Compositing high-resolution SDGSAT-1 nighttime light data by ranking of structural image features

To unlock the potential of high-resolution nighttime light (NTL) data, robust compositing methods are required. We present an automatic and scalable method for high-resolution NTL data compositing, demonstrated using SDGSAT-1 data. It operates at the pixel level by ranking structural image features across a temporal stack and selecting the observation acquired under the most favourable conditions. Unlike workflows that rely on external cloud masks and physical atmospheric correction models, it uses only internal image characteristics and stationarity metrics to mitigate contamination from clouds, haze, moonlight reflection, and sensor artefacts. The resulting composites show strong agreement with established, annual VIIRS products used as independent external benchmarks (correlation up to 0.95, R 2 consistently >0.80), while retaining a spatially crisper signal than VIIRS at a common aggregated scale (e.g. 800 m).

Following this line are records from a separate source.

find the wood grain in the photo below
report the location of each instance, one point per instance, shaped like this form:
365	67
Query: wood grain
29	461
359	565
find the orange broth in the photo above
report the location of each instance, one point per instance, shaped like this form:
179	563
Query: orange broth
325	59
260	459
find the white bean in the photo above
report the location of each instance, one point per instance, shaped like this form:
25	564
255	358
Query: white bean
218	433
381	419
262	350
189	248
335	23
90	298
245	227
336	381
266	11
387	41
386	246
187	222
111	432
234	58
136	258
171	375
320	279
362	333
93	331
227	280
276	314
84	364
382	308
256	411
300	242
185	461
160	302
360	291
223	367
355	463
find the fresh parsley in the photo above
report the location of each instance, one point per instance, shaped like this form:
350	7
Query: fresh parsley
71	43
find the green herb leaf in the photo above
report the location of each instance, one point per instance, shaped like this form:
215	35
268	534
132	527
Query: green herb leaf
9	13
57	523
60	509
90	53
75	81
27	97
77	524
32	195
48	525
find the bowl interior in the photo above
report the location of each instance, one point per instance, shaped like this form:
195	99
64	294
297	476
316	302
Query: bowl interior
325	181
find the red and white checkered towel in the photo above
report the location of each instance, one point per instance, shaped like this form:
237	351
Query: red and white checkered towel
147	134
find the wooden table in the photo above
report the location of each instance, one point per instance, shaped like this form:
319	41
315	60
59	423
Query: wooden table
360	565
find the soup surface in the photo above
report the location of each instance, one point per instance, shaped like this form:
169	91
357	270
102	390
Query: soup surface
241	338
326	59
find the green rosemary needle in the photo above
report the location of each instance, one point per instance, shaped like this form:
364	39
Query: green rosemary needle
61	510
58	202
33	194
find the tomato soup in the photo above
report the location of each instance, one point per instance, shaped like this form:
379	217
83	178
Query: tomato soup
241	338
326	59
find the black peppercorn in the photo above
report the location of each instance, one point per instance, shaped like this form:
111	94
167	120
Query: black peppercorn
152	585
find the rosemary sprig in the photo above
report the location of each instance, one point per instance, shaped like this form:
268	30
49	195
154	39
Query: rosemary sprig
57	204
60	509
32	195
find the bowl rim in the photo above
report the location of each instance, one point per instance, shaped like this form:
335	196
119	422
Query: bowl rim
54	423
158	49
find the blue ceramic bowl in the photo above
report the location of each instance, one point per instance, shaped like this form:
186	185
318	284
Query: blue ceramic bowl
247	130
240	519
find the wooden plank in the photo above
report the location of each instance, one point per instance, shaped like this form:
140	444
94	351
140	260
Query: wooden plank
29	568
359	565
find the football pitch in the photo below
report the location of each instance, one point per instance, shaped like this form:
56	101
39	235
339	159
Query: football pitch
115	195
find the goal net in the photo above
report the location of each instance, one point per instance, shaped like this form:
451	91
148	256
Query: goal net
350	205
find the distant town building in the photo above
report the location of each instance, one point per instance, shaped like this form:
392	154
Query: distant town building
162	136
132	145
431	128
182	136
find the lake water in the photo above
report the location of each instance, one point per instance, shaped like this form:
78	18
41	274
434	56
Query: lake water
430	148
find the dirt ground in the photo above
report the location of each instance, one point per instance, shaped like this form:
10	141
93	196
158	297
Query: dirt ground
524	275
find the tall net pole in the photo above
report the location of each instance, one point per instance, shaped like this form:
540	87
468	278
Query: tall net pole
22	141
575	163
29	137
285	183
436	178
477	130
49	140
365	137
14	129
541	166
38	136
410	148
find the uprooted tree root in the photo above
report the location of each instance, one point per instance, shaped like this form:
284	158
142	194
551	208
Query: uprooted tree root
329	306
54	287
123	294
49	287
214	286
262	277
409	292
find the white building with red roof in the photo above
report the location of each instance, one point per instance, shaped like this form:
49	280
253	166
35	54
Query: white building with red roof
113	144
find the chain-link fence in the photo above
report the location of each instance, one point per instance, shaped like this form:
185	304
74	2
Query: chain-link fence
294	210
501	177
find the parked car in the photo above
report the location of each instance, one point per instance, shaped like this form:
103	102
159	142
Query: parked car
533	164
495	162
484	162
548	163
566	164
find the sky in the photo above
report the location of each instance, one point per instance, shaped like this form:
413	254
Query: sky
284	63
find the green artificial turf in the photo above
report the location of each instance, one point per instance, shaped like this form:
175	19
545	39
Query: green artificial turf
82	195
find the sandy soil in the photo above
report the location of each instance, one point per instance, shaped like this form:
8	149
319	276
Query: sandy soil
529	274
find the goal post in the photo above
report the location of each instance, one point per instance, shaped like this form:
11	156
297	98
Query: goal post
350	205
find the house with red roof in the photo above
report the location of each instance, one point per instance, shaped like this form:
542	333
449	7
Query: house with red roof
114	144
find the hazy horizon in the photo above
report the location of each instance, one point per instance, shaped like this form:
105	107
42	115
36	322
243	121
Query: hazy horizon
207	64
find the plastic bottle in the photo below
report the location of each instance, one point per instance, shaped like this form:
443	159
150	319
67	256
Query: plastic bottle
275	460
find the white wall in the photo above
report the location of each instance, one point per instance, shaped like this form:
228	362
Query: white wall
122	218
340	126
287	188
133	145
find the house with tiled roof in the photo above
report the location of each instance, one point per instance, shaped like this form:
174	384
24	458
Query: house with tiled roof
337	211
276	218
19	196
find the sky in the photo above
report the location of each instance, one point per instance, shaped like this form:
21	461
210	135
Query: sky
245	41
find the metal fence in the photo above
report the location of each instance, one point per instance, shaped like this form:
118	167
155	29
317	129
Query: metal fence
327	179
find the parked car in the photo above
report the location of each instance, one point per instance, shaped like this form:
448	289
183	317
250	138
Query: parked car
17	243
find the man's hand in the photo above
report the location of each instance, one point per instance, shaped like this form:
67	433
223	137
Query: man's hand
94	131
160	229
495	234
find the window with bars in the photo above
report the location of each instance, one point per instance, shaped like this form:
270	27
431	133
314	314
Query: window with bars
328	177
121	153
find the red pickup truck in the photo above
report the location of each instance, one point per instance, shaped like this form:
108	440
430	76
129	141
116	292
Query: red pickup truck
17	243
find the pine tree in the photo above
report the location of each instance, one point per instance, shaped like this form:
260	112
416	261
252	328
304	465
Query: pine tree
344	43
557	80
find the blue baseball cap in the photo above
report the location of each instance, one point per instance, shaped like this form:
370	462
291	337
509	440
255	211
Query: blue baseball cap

The method also improves SDGSAT-1 usability by suppressing acquisition-dependent artefacts, including scene anomalies and inter-band RGB misregistration, and by improving spatial alignment: mean positional error is reduced from >340 m in the input data to 19.2 m in the composite. Internal geometric consistency improves markedly, with mean inter-band RGB misregistration decreasing from 47.6 m to 3.6 m. The workflow also introduces a taxonomy combining NTL brightness, temporal stationarity, and built-up area presence. For the Po Plain (Italy), the stationary NTL domain covers ∼10% of the area yet contains ∼60% of total light emissions; within it, 73.6% originate from built-up areas and 26.4% from non-built-up infrastructure (e.g. lit roads). Overall, the method supports integration of SDGSAT-1 data into global monitoring frameworks. • Per-pixel structural ranking enables scalable compositing of SDGSAT-1 NTL stacks. • Our method reduces haze/moonlight artefacts without explicit physical modelling. • The workflow is deterministic and produces auditable per-pixel provenance layers. • Composites show high agreement with VIIRS benchmarks (VNL v2, Black Marble C1, C2). • At aggregated scales, SDGSAT-1 composites are sharper than VIIRS benchmark data.